Pre-PIP Discussion: Addressing Reorgs and Gas Spikes

Thanks for opening this for discussion.

It is a shame that Polygon network continues to be so unaware of the network conditions that it is effectively creating, due to the randomness of tx propagation and how this affects the behavior of MEV bots on the network.

I created this pull request nearly one year ago:

It was closed because apparently the Polygon team was already planning to address this, but there was never any update.

If you look at periods of high network congestion, you are guaranteed to find that much of it is due to competitive spam.

This doesn’t need to be handed off to a third party, for-profit company like Thogard’s PFL in order to fix. In fact, doing so goes completely against the open source ethos that Polygon has worked so hard to uphold.

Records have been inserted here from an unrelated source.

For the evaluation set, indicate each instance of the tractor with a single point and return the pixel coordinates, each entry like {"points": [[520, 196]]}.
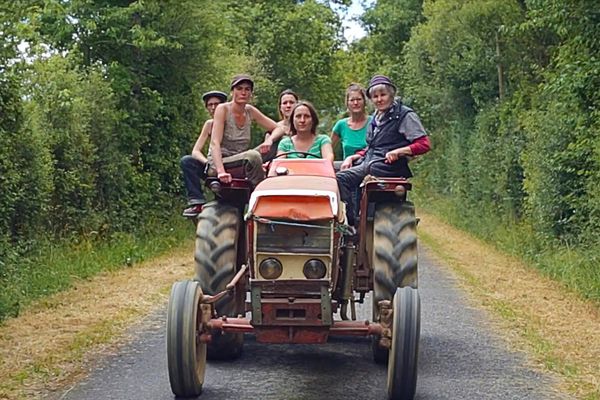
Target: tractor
{"points": [[281, 263]]}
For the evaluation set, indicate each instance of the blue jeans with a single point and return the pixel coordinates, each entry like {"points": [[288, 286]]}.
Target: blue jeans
{"points": [[350, 179], [193, 175]]}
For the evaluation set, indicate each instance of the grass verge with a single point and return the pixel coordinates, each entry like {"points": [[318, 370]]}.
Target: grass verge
{"points": [[556, 326], [49, 268], [55, 340], [574, 267]]}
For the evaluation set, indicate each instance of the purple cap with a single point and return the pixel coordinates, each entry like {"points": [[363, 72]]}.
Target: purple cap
{"points": [[214, 93], [379, 80], [242, 78]]}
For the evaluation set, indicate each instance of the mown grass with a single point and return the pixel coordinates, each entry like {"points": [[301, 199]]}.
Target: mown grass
{"points": [[577, 268], [50, 267]]}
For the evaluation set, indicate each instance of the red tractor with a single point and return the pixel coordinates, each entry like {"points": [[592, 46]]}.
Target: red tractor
{"points": [[280, 262]]}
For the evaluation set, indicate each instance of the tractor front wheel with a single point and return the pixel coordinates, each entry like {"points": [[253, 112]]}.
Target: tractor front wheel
{"points": [[403, 355], [186, 355]]}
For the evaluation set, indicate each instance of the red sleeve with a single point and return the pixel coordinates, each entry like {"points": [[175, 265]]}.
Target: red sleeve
{"points": [[420, 145]]}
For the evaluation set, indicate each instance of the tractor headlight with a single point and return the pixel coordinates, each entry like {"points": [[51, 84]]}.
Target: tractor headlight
{"points": [[314, 269], [270, 268]]}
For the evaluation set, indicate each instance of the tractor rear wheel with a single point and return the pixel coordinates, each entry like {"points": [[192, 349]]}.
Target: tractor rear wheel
{"points": [[216, 265], [403, 356], [186, 355], [394, 258]]}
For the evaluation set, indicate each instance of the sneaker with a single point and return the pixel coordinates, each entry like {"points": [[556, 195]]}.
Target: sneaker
{"points": [[193, 211]]}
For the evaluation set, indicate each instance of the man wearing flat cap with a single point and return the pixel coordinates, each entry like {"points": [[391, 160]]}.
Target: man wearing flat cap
{"points": [[193, 165], [394, 134], [231, 134]]}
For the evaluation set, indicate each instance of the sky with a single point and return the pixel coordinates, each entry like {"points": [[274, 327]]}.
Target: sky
{"points": [[352, 29]]}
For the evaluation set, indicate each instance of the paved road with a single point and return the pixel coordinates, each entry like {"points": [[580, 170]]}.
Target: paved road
{"points": [[459, 359]]}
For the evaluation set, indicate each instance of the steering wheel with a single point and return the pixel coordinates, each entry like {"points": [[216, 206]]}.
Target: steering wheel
{"points": [[303, 153]]}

Tl;dr there are some legacy design decisions and parameter values (like the tx_fetcher constants) that need to be addressed. They are not difficult to address, but so far nobody at Polygon has followed through with looking into this.

Please consider investigating these measures before proposing a hard fork.

2 Likes

@adamb thanks for this but I’m not sure why you would say that Polygon is ‘unaware’ of this issue when the PR you’re referencing was recently re-opened and acknowledged.

While this does seem to be a significant spam scenario it surely is not the only one and we have recently seen periods where other scenarios have created periods of high gas load.

Given this, it seems reasonable to prioritize changes that mitigate the overall negative effects of all spam, regardless of the cause. And while periods of spam do sometimes lead to full blocks, which can crowd out legitimate transactions, the most common negative effect is artificially high gas prices and occasional massive price spikes.

This is why it makes sense to prioritize changing the base gas price calculation above other mitigations.

Polygon will of course continue to research and address other issues that impact the performance and throughput of the system.

Thanks again.

2 Likes

@Thogard thanks again for your analysis on this issue.

The proposed change should have a positive effect on the predictability of gas price, if for no other reason than just keeping the price more stable. But I would not assert that this is the primary goal of the change.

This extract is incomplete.